Atheists (who are all potential believers, never forget that!) are turned off by stupidity, already seeing Christians as dull, naive, and stupid. And the advantage of the Internet is that these exhibitions of slack-jawed, low-watt, intellectual fizzles are on display for the world to see.
As a case study of what we dare not permit the Christians to become, Wormwood, I must urge you to take up a study (as distasteful as it is) of the life of Kurt Marquart - who in spite of an early life of suffering at the hands of our most beloved tyrants, clung to You-Know-Who. That human was (and remains, no thanks to the failures of those assigned to trip him up) intelligent, articulate, fluent in multiple languages, and yet remained humble and full of disgusting faith, hope, and charity (love).
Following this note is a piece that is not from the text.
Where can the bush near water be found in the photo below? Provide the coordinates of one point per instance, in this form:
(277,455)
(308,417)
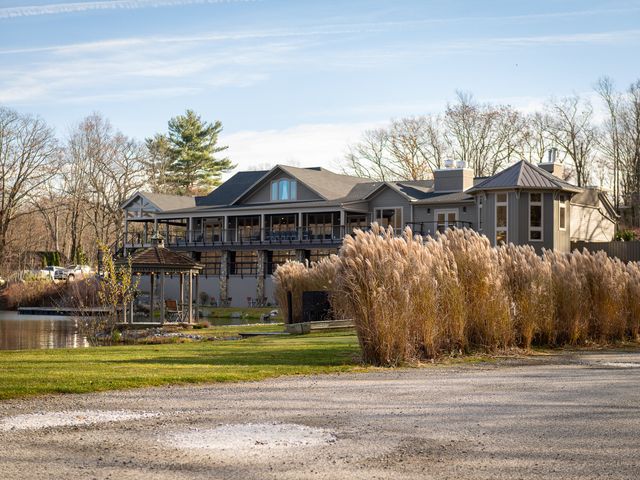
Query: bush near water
(413,298)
Not even the suffering of debilitating disease could separate him from the love of You-Know-Who. As much as I loathe such saints, I must admit a begrudging admiration for him, Satan help me.
We must continue to ensure that the life of reflection, study, and intellectualism is discouraged, that fun and emotion are made central to the Christian faith and life (especially in worship), and that Lutherans are made to look like knuckle-dragging spiritual hedonists and grinning sycophants of Joel Osteen: worshipers of numbers who lust after butts in the pews, that they downplay reverence in their blasted Divine Service, minimize sacraments, de-emphasize absolution, and instead, direct their energies to ephemeral gimmickry. We must sever them from their past, and make them look like the world: the dominion of our Father Below.
And if they can look like grammar school rejects in the process, we become sixpence the richer.